Coal mine located in Donetsk, Ukraine

The Zhovtnevyi Rudnyk coal mine (Шахта «Жовтневий рудник») is a large coal mine located in the southeast of Ukraine in Donetsk Oblast. Zhovtnevyi Rudnyk represents one of the largest coal reserves in Ukraine having estimated reserves of 97.5 million tonnes. The annual coal production is around 805,000 tonnes.

The mine was originally built in 1974, and by 2012 was actively mining at two seams as a subsidiary of the Donetsk Coal Energy Company (DUEK). In 2014, during the War in the Donbas, it was reported by the Ukrainian administration that the mine had been completely flooded during the fighting and that there were no plans for restoration.

== History ==
The mine was built according to a design by Dondiproshakht Institute in December 1974. The initial design capacity was 1.8 million tonnes of coal per year. However, worsening geological conditions made the production capacity taper, and it went down to 800,000 tonnes per year by 1996. Following the collapse of the Soviet Union, the mine became a subsidiary of the Donetsk Coal Energy Company (DUEK) under the Ministry of Coal Industry in Ukraine.
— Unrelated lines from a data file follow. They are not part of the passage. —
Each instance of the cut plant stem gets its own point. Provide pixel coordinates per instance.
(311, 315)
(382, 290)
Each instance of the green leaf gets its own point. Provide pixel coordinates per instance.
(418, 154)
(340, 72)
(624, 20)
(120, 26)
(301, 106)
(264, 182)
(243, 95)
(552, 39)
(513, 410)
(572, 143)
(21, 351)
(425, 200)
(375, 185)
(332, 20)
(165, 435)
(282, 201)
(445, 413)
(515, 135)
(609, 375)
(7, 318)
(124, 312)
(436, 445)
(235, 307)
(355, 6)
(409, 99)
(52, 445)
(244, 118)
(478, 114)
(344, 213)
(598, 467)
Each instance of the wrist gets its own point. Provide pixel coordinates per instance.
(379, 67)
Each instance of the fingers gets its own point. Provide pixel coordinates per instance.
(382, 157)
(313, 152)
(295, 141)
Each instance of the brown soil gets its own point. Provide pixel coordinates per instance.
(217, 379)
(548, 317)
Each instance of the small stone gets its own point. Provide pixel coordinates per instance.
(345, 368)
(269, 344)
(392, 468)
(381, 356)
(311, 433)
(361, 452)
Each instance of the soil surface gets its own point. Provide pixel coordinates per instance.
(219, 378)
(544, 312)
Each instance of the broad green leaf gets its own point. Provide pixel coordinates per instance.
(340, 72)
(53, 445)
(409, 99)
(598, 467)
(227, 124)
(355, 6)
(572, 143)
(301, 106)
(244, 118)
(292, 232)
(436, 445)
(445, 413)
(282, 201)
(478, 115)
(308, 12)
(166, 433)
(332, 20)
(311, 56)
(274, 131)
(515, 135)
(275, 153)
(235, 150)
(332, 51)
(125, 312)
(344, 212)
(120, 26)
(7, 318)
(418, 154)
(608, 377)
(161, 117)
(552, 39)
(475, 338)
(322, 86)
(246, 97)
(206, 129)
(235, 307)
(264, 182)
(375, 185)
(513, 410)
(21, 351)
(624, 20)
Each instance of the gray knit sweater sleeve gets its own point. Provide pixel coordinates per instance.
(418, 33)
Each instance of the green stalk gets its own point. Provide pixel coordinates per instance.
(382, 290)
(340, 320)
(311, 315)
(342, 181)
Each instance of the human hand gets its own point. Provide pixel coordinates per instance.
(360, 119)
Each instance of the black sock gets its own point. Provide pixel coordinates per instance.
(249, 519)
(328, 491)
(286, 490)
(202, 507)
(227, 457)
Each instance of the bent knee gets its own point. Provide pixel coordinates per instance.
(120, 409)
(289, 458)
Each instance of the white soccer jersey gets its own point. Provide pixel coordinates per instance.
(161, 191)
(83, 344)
As of 2012, the two seams being actively mined are 18 "Sofia" and k8 "Parovochny". In December 2012, it was approved by the State Property Fund to sell PAT "Shakhtoupravlinnia Donbas" (which includes the mine) to a buyer. At the time of the prospective selling, the mine was profitable as it cost 760 hryvnias per tonne of coal but could make 900 hryvnias when sold per tonne. In December 2013, the Ministry of Energy and Coal Industry issued an order to write off state property from the balance sheet of the mine.

== Incidents ==
The mine has been classified as a super-category for gas and dangers for dust explosions. Most seams were assessed as having the threat of sudden coal and gas outbursts.

In August 2014, during the ongoing War in the Donbas, the mine was reported to be flooding and only operating on ventilation and water pumping mode. In September 2014, the Donetsk Oblast State Administration said the mine had been flooded, and there were no plans of restoration.